Así, entré a la carrera de economía y mi escepticismo sobre Dios y sobre la religión creció aún más. Mi espíritu ahora se nutría de las teorías liberales, marginalistas y neoclásicas y de los imperativos éticos de las teorías del valor de Adam Smith, Thomas Malthus, David Ricardo y Karl Marx.
Perceptiva - como era - mi madre advirtió que me estaba alejando a pasos agigantados de los últimos reductos de su fe; de modo, que ideó una solución “brillante”: en la noche (o pardeando la tarde) me hacía rezar el rosario, con su interminable letanía de súplicas y alabanzas. ¡Ah!, y los domingos casi de la mano me llevaba a misa, teniendo como aliada la mirada fulminante de mi padre. Así, todos los días, durante los dos primeros años de la carrera de economía: por las mañanas, me concentraba en entender cuál era la utilidad marginal y el verdadera valor de las cosas, además de utilizar el cálculo diferencial para obtener los puntos de equilibrio del consumidor y del capitalista; y por las noches a redimirme con Dios, nuestro señor.

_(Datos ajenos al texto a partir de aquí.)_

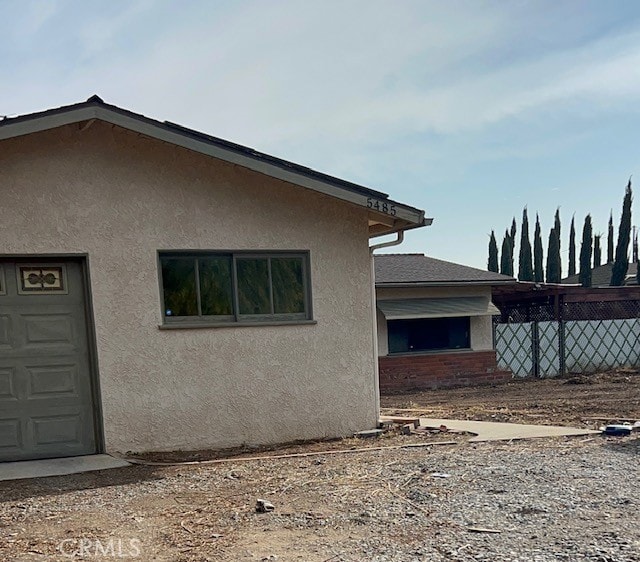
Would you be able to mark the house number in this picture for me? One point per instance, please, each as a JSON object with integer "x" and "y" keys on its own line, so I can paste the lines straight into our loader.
{"x": 381, "y": 206}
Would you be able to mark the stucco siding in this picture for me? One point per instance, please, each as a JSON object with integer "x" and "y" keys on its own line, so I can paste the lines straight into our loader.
{"x": 119, "y": 198}
{"x": 480, "y": 326}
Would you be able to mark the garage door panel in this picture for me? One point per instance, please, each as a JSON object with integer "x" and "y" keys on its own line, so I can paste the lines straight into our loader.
{"x": 53, "y": 381}
{"x": 8, "y": 387}
{"x": 5, "y": 331}
{"x": 63, "y": 429}
{"x": 11, "y": 441}
{"x": 50, "y": 330}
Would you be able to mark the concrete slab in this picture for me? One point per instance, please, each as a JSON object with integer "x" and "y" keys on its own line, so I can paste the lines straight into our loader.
{"x": 493, "y": 431}
{"x": 58, "y": 467}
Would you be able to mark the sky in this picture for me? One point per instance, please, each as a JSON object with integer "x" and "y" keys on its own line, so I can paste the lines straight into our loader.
{"x": 468, "y": 109}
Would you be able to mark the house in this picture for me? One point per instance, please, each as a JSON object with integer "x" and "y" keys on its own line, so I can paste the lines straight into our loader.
{"x": 435, "y": 323}
{"x": 601, "y": 276}
{"x": 163, "y": 289}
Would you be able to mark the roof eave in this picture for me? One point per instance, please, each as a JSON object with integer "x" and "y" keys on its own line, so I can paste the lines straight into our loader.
{"x": 442, "y": 284}
{"x": 403, "y": 217}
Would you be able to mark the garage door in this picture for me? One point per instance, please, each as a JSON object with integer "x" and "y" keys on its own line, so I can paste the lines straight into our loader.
{"x": 46, "y": 398}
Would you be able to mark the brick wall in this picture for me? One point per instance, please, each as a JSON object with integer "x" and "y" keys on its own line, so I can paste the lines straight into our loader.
{"x": 440, "y": 370}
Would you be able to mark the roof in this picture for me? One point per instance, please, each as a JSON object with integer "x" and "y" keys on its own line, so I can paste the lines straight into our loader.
{"x": 385, "y": 215}
{"x": 420, "y": 270}
{"x": 601, "y": 276}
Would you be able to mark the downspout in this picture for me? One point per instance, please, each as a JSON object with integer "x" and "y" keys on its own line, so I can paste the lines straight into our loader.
{"x": 374, "y": 310}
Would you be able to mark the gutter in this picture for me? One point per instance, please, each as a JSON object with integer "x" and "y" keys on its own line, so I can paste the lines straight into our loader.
{"x": 374, "y": 314}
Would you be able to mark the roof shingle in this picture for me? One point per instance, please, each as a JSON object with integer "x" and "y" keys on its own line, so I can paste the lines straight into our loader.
{"x": 418, "y": 269}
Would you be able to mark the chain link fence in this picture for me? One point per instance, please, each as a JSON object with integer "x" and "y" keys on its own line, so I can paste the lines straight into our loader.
{"x": 546, "y": 339}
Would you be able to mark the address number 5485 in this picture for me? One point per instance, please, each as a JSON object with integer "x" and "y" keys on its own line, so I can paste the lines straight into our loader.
{"x": 381, "y": 206}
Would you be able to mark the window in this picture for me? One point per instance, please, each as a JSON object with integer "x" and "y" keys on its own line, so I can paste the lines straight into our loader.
{"x": 212, "y": 287}
{"x": 428, "y": 334}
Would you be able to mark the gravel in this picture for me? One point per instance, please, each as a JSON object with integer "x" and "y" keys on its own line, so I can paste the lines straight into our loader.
{"x": 543, "y": 500}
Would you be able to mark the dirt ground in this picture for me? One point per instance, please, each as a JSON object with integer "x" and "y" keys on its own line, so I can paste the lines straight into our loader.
{"x": 381, "y": 504}
{"x": 577, "y": 400}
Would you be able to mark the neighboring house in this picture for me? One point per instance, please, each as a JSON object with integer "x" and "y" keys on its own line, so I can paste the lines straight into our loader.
{"x": 164, "y": 289}
{"x": 601, "y": 276}
{"x": 434, "y": 323}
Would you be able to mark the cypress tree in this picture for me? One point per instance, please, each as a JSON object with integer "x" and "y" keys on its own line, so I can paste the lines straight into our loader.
{"x": 512, "y": 236}
{"x": 572, "y": 248}
{"x": 556, "y": 226}
{"x": 610, "y": 240}
{"x": 553, "y": 258}
{"x": 493, "y": 253}
{"x": 538, "y": 267}
{"x": 585, "y": 253}
{"x": 621, "y": 262}
{"x": 597, "y": 252}
{"x": 525, "y": 264}
{"x": 506, "y": 261}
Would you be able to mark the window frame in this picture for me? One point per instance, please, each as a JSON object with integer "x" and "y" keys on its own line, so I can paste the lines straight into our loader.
{"x": 431, "y": 350}
{"x": 237, "y": 319}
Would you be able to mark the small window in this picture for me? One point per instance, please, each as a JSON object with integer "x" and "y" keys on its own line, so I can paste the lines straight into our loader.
{"x": 238, "y": 287}
{"x": 428, "y": 334}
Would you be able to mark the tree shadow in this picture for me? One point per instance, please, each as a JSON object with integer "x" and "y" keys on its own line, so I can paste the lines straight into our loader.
{"x": 16, "y": 490}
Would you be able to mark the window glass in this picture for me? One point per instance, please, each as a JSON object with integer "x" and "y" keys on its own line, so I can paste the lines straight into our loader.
{"x": 215, "y": 285}
{"x": 179, "y": 286}
{"x": 253, "y": 286}
{"x": 428, "y": 334}
{"x": 212, "y": 287}
{"x": 288, "y": 285}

Mi corazón estaba gozoso ante ese recuerdo y así, sintiéndome inmensamente feliz, llegó la pausa. Me hice una interrogante: ¿Cuál era el sentido de la fe de Emmita? Pronto recordé que su fe la redimía hasta en los momentos de infortunio. La economía como la vida se mueve en ciclos: de la bonanza a la escasez y de la escasez a la bonanza y así sucesivamente. En los momentos difíciles, nunca se quejaba; al contrario, su gran inteligencia concebía retos más que derrotas; a todos nos empujaba con su fe: a mi padre, para encontrar alternativas económicas y a nosotros, para que en el camino de la superación encontráramos la solución a los avatares de la vida que nunca dejan de presentarse.

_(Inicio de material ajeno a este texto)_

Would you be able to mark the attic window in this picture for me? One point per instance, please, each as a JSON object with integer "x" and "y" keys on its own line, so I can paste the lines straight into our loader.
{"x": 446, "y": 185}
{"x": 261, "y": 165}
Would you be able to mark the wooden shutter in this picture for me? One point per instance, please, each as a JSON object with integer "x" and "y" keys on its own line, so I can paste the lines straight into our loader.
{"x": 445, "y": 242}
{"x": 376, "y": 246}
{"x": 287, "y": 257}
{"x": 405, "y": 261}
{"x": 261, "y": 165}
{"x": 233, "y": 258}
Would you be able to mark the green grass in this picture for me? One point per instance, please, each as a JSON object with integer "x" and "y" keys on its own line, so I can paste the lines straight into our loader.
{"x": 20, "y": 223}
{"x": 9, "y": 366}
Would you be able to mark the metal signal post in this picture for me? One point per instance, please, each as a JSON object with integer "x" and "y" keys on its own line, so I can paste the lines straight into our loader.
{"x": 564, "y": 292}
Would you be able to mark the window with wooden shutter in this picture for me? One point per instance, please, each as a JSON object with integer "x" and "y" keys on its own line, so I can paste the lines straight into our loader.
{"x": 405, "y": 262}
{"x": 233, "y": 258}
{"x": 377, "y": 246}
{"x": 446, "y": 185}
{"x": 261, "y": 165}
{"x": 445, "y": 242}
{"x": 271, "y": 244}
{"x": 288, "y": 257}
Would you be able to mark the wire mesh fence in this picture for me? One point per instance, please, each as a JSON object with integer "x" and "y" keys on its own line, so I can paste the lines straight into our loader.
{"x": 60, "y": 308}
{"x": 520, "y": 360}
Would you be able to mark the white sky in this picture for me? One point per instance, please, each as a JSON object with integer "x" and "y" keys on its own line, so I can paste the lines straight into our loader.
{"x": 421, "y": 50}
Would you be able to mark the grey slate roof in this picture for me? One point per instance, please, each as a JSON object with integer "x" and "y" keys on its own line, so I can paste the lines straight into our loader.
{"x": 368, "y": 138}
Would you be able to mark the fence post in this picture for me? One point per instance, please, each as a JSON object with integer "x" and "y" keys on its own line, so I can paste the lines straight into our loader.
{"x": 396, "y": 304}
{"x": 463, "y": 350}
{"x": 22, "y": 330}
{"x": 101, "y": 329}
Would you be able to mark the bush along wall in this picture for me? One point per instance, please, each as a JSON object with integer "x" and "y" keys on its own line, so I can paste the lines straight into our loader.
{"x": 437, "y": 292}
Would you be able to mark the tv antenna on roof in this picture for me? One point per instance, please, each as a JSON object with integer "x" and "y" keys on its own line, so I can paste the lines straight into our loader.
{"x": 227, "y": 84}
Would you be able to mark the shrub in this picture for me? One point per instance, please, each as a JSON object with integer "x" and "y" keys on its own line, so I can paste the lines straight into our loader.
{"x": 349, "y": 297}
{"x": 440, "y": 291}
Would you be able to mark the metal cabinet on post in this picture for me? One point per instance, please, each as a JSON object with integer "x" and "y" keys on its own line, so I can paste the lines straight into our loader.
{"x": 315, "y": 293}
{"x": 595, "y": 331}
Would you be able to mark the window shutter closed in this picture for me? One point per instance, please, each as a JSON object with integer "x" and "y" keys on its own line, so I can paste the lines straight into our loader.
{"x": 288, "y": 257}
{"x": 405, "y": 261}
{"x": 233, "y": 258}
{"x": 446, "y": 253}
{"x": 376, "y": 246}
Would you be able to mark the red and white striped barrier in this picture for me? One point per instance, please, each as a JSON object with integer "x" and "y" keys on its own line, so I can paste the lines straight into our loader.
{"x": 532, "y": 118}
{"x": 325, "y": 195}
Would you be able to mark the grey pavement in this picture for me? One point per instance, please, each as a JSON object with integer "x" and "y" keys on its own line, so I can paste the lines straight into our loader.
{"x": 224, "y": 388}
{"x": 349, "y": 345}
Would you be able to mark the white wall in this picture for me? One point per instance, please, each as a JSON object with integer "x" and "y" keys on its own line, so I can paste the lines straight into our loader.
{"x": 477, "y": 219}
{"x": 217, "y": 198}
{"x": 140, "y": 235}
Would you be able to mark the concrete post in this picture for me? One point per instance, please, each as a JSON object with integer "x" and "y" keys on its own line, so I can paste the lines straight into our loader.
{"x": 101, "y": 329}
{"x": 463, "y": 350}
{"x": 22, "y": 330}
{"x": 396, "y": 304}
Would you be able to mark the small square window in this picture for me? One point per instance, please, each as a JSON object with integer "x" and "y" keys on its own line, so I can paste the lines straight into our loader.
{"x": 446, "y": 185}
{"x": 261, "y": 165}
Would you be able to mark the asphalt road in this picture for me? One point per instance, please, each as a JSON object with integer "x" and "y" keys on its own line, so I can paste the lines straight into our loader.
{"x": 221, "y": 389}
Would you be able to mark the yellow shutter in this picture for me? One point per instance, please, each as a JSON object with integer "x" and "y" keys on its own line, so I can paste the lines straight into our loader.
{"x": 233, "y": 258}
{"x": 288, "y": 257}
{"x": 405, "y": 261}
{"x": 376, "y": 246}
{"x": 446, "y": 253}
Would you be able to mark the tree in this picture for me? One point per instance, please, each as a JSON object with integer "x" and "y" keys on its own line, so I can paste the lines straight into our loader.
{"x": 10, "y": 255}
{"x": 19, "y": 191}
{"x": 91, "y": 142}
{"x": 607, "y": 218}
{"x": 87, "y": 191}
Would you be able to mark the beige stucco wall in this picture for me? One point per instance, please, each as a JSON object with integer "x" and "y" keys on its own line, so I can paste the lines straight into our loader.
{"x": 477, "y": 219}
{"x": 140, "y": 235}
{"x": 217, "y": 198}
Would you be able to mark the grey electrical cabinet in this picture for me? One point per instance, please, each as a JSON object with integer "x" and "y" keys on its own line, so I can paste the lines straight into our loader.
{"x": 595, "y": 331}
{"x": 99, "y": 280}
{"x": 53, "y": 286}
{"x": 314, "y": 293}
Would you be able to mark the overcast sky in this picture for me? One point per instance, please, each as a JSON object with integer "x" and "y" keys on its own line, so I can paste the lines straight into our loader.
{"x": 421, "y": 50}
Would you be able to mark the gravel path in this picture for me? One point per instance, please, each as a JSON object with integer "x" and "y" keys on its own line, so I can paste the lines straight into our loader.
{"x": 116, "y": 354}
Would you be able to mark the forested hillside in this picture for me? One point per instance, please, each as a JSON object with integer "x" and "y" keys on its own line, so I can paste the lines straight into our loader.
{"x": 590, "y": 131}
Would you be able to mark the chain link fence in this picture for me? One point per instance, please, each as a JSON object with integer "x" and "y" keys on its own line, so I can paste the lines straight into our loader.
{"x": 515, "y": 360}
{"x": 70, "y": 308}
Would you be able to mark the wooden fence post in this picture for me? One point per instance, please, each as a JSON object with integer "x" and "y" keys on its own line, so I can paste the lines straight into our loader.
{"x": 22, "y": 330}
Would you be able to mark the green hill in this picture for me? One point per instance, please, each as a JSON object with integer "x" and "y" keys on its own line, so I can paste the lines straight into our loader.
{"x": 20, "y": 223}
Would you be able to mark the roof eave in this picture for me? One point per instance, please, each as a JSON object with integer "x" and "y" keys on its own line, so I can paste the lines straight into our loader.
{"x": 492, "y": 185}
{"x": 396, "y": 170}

Mi madre me enseñó que la fe no debe ser lamentación profunda, que sólo hace evidente nuestra frustración y exasperación ante la adversidad; que la fe es un recurso espiritual para mantener e infundir esperanza.
Gracias Emmita.
P.d. Soy un hombre sin ataduras ideológicas; si acaso, un liberal irredento que cree que la fe enaltece nuestra condición de ser animales con espíritu.